I’ve also kept a promise to myself: to move my body every day. It doesn’t have to look the same—sometimes it’s a walk, sometimes yoga, sometimes a run—but it’s something. It reminds me that even while I’m in service to others, I still belong to myself.
And then there’s meditation, which helps me balance my need for control with surrender. It’s the space where I stop forcing answers and allow the next step to reveal itself.
None of it is perfect. But it’s enough to keep the scales from tipping all the way over.
The Truth in the Numbers
The math of death and disease isn’t neat. It’s messy, unfair, and cruel. It takes the most human realities—love, dignity, care—and shoves them into the cold logic of dollars, hours, and patience.
But here we are, doing it anyway. Adding and subtracting. Counting dollars and favors. Measuring time against need, and need against what’s left in the account—financial, social, emotional.
Some days it feels like a spreadsheet. Other days it feels like those ancient scales—every choice, every withdrawal, every act of care weighed against something impossibly light.
And I catch myself wondering—am I really running out of resources, or just running out of comfort with being supported? Am I imagining the imbalance, or is it only real because I’m making it real?
I don’t know.
But the weight of it is real.
And the scales are always there.
-Sunny
Life Math Audit
Close your eyes for a moment and imagine this:
You’re walking into the Hall of Judgment. The floor is cool stone beneath your feet, the walls carved with the stories of countless lives before yours. Torches flicker, shadows stretch long. In the center of the chamber stands a golden scale, gleaming in the silence.
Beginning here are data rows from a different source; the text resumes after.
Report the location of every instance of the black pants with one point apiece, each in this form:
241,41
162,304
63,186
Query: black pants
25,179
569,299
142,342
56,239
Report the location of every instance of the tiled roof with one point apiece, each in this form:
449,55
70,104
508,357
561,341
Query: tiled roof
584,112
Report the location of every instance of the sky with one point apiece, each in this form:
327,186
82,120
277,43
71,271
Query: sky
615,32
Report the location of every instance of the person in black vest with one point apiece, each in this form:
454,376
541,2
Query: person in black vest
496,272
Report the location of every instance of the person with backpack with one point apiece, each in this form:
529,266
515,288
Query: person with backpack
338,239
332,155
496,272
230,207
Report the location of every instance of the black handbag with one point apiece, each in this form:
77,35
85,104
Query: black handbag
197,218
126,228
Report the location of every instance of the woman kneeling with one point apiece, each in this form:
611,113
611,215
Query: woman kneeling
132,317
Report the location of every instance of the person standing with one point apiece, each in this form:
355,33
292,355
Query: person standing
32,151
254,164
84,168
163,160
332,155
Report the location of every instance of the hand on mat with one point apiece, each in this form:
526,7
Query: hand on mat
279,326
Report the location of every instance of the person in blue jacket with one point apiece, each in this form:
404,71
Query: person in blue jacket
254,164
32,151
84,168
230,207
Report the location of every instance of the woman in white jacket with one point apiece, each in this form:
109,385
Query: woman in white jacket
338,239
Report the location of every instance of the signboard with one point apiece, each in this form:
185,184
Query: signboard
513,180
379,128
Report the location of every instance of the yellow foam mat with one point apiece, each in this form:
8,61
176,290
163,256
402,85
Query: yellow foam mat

Anubis waits there, steady and watchful. In one hand, he holds your heart. In the other, the feather of Ma’at—truth, balance, justice. He sets them gently on opposite sides of the scale.
You hold your breath as they settle.
This is the math of your life.
Now, without waiting for the end of days, ask yourself:
Where is my energy most drained? Where is it most filled?
Which relationships feel reciprocal, and which feel one-sided?
Do my daily choices carry me closer to the life I want—or further from it?
Do my finances reflect my true priorities?
Am I spending my time on what matters most to me—or just what’s loudest, easiest, or expected?
Take a moment and let the answers rise. Don’t judge them. Just notice.
Then, on paper or in your heart, record what you see. And from that, choose three small actions—no matter how tiny—that begin to shift the balance.
It might be a boundary. A phone call. A change in how you spend an hour tomorrow. A single honest word.
Because the scales are always there, whether you look or not. And every choice tips them, one way or the other.